Sochi hockey notebook: Canada seeks goals
SOCHI, Russia — It's difficult to discern which should be a greater worry for Canada in facing the United States in the Olympic semifinals Friday: Offense or defense?
Forwards have accounted for only six of their 13 goals through four games. The other seven goals have come from defensemen Shea Weber and Drew Doughty.
“It's nice to get that from the D, for sure, but I think we're doing a lot of good things,” said Sidney Crosby, who along with linemate Chris Kunitz is one of nine forwards yet to score. “I think you just trust in what you do. I think as far as the depth that we have, we know that guys are going to put those in.”
Kunitz concurred: “We're getting some quality chances. Just need to find a way to bury them.”
The U.S. has been doing exactly that with a tournament-best 20 goals despite only three on the power play.
“They've been scoring a lot,” Kunitz said. “We're going to have to make sure we're good in our own end.”
Quick vs. Price
Dan Bylsma will stick by Jonathan Quick as the U.S. goaltender, and Mike Babcock will counter with Carey Price.

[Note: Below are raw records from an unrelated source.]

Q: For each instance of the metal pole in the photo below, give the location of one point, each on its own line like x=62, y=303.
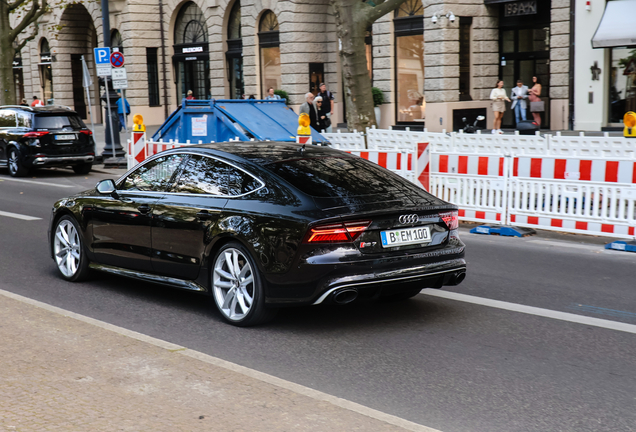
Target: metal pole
x=110, y=118
x=123, y=96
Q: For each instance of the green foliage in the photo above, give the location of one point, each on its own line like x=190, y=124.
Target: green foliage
x=378, y=96
x=283, y=95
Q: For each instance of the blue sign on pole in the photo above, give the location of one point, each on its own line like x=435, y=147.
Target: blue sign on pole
x=102, y=55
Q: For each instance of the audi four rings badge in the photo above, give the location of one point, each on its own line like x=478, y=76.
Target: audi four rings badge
x=407, y=219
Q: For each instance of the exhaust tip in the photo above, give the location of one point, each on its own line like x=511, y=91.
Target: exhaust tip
x=345, y=296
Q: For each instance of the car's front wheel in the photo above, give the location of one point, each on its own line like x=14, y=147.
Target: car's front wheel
x=16, y=168
x=68, y=250
x=237, y=287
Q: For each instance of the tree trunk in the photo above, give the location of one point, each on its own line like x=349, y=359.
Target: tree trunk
x=351, y=25
x=7, y=84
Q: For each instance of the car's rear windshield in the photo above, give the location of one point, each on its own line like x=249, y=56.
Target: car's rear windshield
x=59, y=121
x=336, y=176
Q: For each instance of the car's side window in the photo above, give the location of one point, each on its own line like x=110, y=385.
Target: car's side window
x=156, y=176
x=240, y=182
x=203, y=175
x=7, y=119
x=24, y=120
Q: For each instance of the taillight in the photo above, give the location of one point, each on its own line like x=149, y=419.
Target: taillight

Bylsma showed no line changes in practice. Canada kept Crosby, Kunitz and Patrice Bergeron together and bumped Kunitz up to the top power play in place of injured John Tavares, who is out for the remainder of the Olympics and NHL season after tearing an MCL and meniscus.
Finns are among the friendliest people anywhere, but it's safe to say they'll face traditional rival Sweden in the other semifinal with a bit of a chip. Hours before Finland beat Russia, 3-1, in the quarterfinal, Sweden coach Par Marts made headlines by predicting a Russian victory.
“Obviously we'll take any extra motivation we can get,” Jussi Jokinen said. “Sweden and Finland, Olympic semifinal, I think we'll be ready to go either way.”
The spectacular goalie matchup on that front: Finland's Tuukka Rask vs. Sweden's Henrik Lundqvist.
Evgeni Malkin was among four Russian players who did not accompany most of their teammates on an NHL-leased charter flight back to North America on Friday.
Malkin, Alexander Ovechkin, Pavel Datsyuk and Alexander Semin agreed to stay for Sunday's Closing Ceremony. For Malkin at least, that was the plan all along.
Polie returning to work
The general manager of the U.S. hockey team and the Nashville Predators said the errant puck to the face two weeks ago has left him unable to see out of his right eye.
David Poile, who wore an eye patch, spoke briefly with reporters Thursday for the first time since being hit Feb. 6 during a pregame skate in Minnesota. The injury prevented Poile from attending the Sochi Olympics, so he has been talking to assistant general manager Ray Shero and coach Dan Bylsma daily.
“All I know is there's substantial damage such to the point that I don't have any sight today and ... they're holding out hope that maybe something will change as the eye heals,” Poile said.